During oral arguments last month, Winner's attorney Baruch Weiss argued that the district court misinterpreted the First Step Act by finding that she was required to first petition the director of the BOP and not file a motion with the court for at least 30 days. Winner filed her motion two days after she petitioned the BOP.
"The statute by its very terms doesn't govern what the defendant can do; it governs what the court can do," Weiss said. "The court after the lapse of 30 days may reduce a sentence. It doesn't matter in our view if the defendant filed before the 30 days is up or after the 30 days is up."
Winner's counsel did not immediately respond to a request for comment late Monday. A spokesman said the U.S. Department of Justice had no comment.

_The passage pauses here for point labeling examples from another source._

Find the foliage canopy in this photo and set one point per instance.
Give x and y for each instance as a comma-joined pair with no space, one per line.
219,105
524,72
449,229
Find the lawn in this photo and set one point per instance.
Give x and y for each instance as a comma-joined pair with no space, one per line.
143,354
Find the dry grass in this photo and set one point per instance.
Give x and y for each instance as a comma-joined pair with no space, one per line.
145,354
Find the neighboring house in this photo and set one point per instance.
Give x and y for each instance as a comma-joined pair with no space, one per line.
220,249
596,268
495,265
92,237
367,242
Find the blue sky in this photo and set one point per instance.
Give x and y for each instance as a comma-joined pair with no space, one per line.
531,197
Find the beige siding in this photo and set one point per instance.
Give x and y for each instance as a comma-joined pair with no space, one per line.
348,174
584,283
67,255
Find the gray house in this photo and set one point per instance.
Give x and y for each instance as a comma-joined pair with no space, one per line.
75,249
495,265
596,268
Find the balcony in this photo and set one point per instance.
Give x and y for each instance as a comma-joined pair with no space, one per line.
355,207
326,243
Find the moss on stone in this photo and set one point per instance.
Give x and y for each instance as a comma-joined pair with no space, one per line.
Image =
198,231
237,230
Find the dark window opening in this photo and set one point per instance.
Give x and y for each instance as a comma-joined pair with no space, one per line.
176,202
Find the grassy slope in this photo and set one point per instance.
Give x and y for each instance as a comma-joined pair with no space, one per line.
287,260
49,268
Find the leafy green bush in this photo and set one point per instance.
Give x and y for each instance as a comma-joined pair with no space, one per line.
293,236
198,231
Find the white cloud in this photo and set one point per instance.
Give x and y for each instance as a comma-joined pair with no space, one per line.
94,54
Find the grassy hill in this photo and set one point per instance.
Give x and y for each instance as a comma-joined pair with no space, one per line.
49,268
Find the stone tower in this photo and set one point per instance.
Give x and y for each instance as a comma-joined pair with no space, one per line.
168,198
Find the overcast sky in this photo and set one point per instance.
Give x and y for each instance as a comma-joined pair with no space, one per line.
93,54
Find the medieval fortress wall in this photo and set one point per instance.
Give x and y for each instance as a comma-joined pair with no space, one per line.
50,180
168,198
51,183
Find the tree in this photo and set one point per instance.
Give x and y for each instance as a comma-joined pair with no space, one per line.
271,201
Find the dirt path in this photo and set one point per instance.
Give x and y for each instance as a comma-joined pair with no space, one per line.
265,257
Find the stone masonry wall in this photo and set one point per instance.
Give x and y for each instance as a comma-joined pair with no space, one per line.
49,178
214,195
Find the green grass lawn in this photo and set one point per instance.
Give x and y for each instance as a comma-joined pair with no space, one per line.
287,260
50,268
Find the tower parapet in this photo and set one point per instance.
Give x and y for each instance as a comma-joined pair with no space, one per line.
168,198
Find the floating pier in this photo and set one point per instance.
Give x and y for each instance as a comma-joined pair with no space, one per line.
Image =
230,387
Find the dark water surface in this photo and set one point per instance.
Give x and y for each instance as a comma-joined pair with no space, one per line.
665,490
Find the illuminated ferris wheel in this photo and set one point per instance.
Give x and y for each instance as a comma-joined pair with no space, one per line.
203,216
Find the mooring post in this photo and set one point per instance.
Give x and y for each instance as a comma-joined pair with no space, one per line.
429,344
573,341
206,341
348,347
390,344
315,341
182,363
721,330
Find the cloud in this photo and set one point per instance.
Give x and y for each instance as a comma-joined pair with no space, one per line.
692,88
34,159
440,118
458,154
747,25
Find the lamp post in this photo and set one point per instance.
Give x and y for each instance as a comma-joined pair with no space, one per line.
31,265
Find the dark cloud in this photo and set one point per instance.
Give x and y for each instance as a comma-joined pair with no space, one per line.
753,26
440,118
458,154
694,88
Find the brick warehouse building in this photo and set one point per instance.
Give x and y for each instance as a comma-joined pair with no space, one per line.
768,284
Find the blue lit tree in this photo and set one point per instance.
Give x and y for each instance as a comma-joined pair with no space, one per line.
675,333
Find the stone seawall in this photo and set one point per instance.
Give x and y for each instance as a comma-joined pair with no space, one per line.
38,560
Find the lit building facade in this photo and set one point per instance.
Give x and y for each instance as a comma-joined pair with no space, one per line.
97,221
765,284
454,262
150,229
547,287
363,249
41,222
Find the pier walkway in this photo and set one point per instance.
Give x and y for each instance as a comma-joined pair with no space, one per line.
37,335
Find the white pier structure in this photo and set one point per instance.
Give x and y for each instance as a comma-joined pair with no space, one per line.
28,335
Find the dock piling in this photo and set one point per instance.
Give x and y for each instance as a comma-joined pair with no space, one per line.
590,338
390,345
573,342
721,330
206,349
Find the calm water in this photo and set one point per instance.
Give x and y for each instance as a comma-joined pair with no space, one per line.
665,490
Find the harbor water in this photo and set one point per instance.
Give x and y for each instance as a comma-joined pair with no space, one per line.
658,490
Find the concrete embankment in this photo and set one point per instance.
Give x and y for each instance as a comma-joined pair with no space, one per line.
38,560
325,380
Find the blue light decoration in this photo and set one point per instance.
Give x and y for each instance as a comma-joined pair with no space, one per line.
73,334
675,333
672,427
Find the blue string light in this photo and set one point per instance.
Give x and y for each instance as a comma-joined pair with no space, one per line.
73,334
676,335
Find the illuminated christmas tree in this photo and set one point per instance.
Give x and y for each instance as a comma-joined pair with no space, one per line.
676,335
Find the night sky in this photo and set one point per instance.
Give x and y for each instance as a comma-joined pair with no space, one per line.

U.S. Circuit Judges Beverly B. Martin, Robert J. Luck and Andrew L. Brasher sat on the panel for the Eleventh Circuit.
Winner is represented by Baruch Weiss of Arnold & Porter, and Joe D. Whitley, Brett A. Switzer and Laura E. Collins of Baker Donelson Bearman Caldwell & Berkowitz PC.
The government is represented by Justin Davids and Bobby L. Christine of the U.S. Attorney's Office for the Southern District of Georgia.
The case is U.S. v. Winner, case number 20-11692, in the U.S. Court of Appeals for the Eleventh Circuit.